A referendum proposed that undergraduates pay a “reconciliation fee” of a symbolic $27.20 (£20.94) to descendants of 272 enslaved people who were sold in 1839 by the Maryland Province of the Society of Jesus, the owners the school, in an effort to raise money for the university.
The motion passed with a 66 per cent majority out of the 3,845 votes cast, according to the Washington Post.
The fees are expected to raise some $400,000 (£307,960) a year for the more than 8,000 descendants of the enslaved people identified so far at the prestigious university.
In an op-ed for the student paper The Hoya in February, two students, Samuel Dubke and Hayley Grande argued against the fee, which is not compulsory.
“Supporters of the referendum will claim that we, by attending classes, living in dorms and accepting our degrees, owe an intrinsic debt to the descendants of those enslaved people who paid for Georgetown’s existence with their lives,” they wrote.
While we agree that the Georgetown of today would not exist if not for the sale of 272 slaves in 1838, current students are not to blame for the past sins of the institution, and a financial contribution cannot reconcile this past debt on behalf of the university. . . . Georgetown University alone, not the student body, has the obligation to pay for its past transgressions.
In response to the referendum results, Georgetown University President John J. DeGioia said the university are “pursuing work that is uncharted”.
The referendum is a symbolic gesture, as it is nonbinding and school officials will make the final decision.
Still, it’s a move that many are calling a step in the right direction.
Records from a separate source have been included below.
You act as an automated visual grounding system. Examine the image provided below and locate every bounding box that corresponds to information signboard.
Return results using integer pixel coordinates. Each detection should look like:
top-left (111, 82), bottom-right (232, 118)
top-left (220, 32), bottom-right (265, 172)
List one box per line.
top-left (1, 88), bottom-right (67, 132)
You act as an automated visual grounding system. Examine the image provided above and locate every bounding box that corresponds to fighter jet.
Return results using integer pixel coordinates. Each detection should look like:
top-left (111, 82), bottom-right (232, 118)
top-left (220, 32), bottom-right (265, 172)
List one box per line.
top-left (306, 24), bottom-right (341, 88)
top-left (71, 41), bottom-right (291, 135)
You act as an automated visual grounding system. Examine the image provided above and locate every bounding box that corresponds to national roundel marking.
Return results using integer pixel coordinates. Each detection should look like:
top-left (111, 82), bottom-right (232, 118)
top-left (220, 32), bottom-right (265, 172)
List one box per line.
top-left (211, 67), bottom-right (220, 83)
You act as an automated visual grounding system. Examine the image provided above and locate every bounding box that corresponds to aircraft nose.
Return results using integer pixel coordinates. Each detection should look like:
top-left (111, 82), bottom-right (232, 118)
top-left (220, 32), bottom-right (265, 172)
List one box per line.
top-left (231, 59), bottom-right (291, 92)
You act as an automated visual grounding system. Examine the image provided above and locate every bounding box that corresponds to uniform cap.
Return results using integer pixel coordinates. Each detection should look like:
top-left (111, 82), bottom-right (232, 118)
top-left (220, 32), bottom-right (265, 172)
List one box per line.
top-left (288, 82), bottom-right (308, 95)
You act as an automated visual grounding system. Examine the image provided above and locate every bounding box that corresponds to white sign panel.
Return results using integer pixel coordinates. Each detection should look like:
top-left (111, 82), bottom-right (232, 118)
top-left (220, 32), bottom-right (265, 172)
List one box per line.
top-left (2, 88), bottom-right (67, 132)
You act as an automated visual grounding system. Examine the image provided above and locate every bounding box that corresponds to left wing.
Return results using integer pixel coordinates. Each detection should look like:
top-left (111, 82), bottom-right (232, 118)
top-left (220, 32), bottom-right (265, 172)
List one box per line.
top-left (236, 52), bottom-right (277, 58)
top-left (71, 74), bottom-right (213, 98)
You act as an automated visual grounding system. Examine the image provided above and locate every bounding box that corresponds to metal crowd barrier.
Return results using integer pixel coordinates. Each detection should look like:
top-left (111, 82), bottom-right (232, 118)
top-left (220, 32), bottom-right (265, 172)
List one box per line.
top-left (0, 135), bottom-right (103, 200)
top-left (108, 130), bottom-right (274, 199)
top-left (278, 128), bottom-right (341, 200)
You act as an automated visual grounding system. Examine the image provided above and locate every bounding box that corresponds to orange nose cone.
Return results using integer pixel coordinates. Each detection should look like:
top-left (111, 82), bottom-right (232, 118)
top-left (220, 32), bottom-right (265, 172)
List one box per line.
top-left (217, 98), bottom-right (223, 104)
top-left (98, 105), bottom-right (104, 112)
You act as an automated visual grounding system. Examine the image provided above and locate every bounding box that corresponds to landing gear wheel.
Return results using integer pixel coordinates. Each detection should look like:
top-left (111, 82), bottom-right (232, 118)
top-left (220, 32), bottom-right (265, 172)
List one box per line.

The topic of reparations is popular in the US, as people try to decide how to acknowledge and make amends with the country's brutal history of slavery.
Lee Baker, a descendant of Nace and Biby Butler, a married couple who are among the 272 enslaved people sold in 1838, told the student newspaper, The Hoya, the vote was very important.
The students remembered, recognised, and reignited awareness about descendants who literally made it possible for today’s Georgetown University
Regardless of what happens, we will know that Georgetown University students practised solidarity and decided to ensure that such an historic injustice has a permanent lens for awareness, analysis and action.